Any medical facility needs to have adequate sound proofing to ensure the privacy and comfort of patients, and a pro­duc­tive working envi­ron­ment for staff. Noise reduction is paramount in a medical office building, and choosing a material for wall con­struc­tion that provides an effective sound barrier can alleviate the need for installing addi­tion­al sound proofing to achieve this.

5. Natural Resource Use

Reducing the pressure on natural resources by using materials more effi­cient­ly and sparingly is one way to reduce our impact on the envi­ron­ment. Using fewer building materials to achieve the same goal will not only save costs, but will also reduce the envi­ron­men­tal footprint of your project.

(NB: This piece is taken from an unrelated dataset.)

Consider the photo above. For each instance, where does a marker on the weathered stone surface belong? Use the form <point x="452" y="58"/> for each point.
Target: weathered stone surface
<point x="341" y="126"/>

This doesn’t mean you should skimp or cut corners to shave costs, but rather that you should choose materials wisely. For example, there is more than one way to construct walls that are strong, durable, highly insu­lat­ing, and safe. Unfor­tu­nate­ly, it is common to find that the more func­tion­al­i­ty and per­for­mance that is required of a wall assembly, the more complex, costly and inef­fi­cient it becomes. However, with an inte­grat­ed wall system like the Bautex Wall System, a higher level of per­for­mance can be achieved with fewer materials, fewer resources, less labor, and lower cost.

Combined, these tips can ulti­mate­ly improve the quality of medical services, increase prof­itabil­i­ty, and reduce the overall impact on natural resources of expanding our medical infrastructure.